I. E, assim, de acordo com os factos expostos, não nos é permitido transformar o despacho de 19/07/2018 num despacho de aceitação da garantia, por um lado, pois que nem havia à data sequer sido a mesma constituída; e por outro lado, com o despacho de indeferimento da garantia constituída, por não idónea e suficiente, fica precludida a apreciação da questão referente ao pedido de dispensa de prestação de garantia do valor remanescente, pelo que, não estamos perante qualquer omissão de pronúncia do órgão de execução fiscal a que apela a douta sentença.

J. Tendo sido tal questão da garantia apreciada e decidida por despacho de 12/10/2018, com o indeferimento da garantia apresentada, por não terem valor suficiente os bens apresentados para o efeito, assim se cumprindo com tal despacho os normativos legais aplicáveis na matéria.

K. Nos termos do disposto nos n.ºs 1 e 4 do artigo 196.º do CPPT pode o requerimento do pedido de pagamento em prestações da dívida exequenda e acrescido ser autorizado desde que se verifique que o executado não pode solver a dívida, não podendo o número de prestações exceder o número de 36; por outro lado, aquando do pedido de pagamento em prestações, não estando constituída garantia, deverá o executado oferecer garantia idónea enquanto meio susceptível de assegurar os créditos do exequente, a qual deverá ser prestada nos termos do n.º 6 do artigo 199.º do CPPT.

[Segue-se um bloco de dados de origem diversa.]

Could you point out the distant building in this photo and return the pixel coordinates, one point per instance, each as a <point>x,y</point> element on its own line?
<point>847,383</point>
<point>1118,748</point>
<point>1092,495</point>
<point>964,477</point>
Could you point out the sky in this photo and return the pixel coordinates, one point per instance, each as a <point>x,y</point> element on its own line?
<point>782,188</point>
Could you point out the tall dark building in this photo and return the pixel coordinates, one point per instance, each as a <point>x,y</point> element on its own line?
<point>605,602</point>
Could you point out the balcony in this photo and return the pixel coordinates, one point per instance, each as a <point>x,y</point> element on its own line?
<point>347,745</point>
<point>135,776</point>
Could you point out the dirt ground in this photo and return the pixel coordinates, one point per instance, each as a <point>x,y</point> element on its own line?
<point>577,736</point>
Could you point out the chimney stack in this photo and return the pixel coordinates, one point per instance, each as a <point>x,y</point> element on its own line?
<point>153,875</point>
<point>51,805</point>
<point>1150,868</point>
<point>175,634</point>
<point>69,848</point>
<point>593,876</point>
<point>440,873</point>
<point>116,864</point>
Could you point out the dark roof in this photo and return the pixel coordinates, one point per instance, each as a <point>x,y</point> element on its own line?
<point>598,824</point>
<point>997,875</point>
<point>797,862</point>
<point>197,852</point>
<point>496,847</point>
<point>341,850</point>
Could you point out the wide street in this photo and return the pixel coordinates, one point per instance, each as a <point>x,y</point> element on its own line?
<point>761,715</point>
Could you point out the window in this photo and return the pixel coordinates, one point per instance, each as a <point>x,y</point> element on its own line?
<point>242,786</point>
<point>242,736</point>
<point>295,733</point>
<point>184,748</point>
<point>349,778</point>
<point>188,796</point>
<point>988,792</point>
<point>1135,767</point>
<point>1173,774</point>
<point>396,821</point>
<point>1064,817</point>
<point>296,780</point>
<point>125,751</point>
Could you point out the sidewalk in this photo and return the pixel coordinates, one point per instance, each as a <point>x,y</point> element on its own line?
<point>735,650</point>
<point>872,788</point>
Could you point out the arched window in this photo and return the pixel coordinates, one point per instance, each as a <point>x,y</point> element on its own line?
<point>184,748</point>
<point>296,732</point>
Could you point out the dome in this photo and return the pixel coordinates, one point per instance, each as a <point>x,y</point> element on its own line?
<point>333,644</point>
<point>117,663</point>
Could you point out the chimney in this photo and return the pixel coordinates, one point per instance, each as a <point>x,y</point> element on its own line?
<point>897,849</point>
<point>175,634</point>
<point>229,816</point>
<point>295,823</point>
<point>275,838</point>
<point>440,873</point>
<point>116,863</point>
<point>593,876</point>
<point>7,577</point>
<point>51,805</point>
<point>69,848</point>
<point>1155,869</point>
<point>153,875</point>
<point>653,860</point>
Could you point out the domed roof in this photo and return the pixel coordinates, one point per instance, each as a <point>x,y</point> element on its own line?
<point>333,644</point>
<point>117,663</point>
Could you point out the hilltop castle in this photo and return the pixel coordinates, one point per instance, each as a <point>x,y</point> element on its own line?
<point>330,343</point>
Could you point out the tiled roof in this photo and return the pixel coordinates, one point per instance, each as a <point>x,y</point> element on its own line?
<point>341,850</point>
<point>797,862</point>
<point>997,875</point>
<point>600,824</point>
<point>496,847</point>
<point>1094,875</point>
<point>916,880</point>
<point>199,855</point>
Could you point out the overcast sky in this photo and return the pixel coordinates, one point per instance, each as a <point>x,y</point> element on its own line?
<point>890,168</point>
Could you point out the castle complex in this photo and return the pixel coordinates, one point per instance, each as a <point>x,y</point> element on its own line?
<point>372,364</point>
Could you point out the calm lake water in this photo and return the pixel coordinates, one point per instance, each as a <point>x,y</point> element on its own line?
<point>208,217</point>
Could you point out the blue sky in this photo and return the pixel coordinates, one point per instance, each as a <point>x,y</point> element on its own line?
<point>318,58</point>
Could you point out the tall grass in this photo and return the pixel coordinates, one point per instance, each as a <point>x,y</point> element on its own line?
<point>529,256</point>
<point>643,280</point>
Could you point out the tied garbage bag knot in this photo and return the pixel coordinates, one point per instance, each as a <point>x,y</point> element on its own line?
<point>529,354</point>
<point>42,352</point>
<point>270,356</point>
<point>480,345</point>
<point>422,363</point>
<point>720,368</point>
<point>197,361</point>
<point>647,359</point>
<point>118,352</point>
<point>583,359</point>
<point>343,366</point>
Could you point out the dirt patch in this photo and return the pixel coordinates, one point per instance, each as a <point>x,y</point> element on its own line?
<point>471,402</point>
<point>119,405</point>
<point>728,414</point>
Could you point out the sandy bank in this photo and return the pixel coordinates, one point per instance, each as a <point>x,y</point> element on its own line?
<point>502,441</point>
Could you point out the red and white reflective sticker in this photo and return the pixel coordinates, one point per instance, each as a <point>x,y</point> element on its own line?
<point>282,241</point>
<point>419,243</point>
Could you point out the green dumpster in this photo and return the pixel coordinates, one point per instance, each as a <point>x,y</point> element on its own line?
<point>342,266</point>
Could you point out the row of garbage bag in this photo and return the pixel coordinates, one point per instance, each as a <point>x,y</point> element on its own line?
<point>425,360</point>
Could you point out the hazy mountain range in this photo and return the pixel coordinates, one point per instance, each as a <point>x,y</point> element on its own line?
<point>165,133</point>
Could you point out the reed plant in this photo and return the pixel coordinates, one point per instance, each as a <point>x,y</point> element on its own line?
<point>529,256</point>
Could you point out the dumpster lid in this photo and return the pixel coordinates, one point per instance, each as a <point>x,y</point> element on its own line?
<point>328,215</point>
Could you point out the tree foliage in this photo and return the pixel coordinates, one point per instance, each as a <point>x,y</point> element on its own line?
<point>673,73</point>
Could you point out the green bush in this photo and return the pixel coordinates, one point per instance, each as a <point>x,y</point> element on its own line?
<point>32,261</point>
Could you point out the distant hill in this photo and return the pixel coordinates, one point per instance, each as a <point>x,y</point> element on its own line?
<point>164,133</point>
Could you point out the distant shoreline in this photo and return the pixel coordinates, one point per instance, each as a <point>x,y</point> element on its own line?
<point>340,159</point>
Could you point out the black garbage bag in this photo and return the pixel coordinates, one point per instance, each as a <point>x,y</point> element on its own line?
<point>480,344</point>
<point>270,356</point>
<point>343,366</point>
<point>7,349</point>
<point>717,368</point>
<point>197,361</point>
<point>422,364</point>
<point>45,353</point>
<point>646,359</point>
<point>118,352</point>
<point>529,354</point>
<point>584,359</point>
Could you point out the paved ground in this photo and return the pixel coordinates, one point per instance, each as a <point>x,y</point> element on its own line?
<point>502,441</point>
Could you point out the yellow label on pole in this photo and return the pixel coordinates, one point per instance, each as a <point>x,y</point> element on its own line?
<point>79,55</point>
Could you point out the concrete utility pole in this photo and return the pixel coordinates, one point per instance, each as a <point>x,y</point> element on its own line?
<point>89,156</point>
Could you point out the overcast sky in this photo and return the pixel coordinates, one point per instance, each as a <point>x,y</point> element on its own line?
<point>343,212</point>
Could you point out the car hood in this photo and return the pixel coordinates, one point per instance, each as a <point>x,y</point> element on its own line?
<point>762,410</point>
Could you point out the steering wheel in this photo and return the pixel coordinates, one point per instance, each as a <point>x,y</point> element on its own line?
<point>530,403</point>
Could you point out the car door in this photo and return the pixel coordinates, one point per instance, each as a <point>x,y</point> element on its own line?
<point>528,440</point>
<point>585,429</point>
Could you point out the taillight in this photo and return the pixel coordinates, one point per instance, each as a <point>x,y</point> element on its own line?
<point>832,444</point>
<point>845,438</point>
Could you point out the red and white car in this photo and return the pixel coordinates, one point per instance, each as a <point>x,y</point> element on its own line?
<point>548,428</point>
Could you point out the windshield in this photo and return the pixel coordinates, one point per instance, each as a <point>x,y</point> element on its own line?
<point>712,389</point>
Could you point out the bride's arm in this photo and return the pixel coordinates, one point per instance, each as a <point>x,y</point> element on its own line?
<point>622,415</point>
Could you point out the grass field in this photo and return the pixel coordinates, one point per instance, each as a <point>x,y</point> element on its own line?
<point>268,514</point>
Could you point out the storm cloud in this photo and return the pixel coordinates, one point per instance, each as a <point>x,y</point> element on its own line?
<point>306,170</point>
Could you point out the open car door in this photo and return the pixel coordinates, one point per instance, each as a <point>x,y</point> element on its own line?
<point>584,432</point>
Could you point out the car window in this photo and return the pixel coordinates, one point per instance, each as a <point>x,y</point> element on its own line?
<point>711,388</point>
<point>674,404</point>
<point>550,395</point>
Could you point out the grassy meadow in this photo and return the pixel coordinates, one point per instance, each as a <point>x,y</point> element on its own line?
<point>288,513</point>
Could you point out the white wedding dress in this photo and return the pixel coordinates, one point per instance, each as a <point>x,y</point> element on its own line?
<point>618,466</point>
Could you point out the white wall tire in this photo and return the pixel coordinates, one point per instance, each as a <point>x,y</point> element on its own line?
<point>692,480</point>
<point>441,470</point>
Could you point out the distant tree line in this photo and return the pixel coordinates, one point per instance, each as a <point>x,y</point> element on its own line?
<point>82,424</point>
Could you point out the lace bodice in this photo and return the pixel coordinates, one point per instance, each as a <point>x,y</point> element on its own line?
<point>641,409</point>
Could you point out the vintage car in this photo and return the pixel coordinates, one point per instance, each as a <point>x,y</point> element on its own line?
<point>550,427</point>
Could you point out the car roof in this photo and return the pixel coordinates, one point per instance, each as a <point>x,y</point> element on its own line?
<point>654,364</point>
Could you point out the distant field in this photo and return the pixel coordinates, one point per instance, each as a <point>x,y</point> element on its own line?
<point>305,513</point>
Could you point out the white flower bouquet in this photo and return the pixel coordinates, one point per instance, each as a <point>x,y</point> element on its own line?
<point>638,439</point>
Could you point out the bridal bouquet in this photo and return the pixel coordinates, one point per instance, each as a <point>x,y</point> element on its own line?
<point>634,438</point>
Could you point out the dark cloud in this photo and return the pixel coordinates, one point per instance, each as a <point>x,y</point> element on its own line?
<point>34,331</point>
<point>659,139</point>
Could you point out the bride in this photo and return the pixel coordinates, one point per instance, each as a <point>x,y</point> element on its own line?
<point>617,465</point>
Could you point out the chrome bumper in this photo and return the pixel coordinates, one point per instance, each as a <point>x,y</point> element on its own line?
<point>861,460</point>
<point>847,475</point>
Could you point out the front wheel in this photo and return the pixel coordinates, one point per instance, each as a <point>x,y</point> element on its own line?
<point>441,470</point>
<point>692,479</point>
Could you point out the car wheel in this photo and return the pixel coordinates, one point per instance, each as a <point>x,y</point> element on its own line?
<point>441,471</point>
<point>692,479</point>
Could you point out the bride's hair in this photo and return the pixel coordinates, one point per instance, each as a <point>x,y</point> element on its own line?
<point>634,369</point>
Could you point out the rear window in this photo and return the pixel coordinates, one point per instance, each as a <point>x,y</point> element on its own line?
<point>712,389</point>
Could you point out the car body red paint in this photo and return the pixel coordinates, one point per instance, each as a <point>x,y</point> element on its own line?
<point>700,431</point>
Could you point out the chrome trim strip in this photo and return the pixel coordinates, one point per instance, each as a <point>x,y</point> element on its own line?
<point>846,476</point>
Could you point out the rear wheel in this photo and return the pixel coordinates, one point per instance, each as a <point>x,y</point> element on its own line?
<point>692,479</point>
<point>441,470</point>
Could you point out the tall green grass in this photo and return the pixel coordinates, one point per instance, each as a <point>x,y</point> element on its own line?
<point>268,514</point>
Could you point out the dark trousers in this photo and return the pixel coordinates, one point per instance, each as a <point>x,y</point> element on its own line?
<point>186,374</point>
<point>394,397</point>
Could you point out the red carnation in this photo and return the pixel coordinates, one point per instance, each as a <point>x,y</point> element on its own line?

L. E se o executado “considerar existirem os pressupostos da isenção da prestação de garantia, deverá invocá-los e prova-los na petição.” (sublinhado nosso), conforme decorre do n.º 4 do artigo 199.º do CPPT, mais se considerando os requisitos previstos no n.º 4 do artigo 52.º da LGT.

M. Ora, no caso sub judice verificamos que, tendo o Reclamante requerido o pagamento da dívida em prestações, mais declarou à data de tal pedido pretender constituir hipoteca voluntária no sentido de suspender os efeitos do processo de execução fiscal, e, efectivamente, notificou o órgão de execução fiscal o Reclamante no sentido de constituir garantia idónea com o fim de suspensão dos autos de execução fiscal ou, em alternativa, obter autorização para a sua dispensa se reunidos os requisitos para tal efeito.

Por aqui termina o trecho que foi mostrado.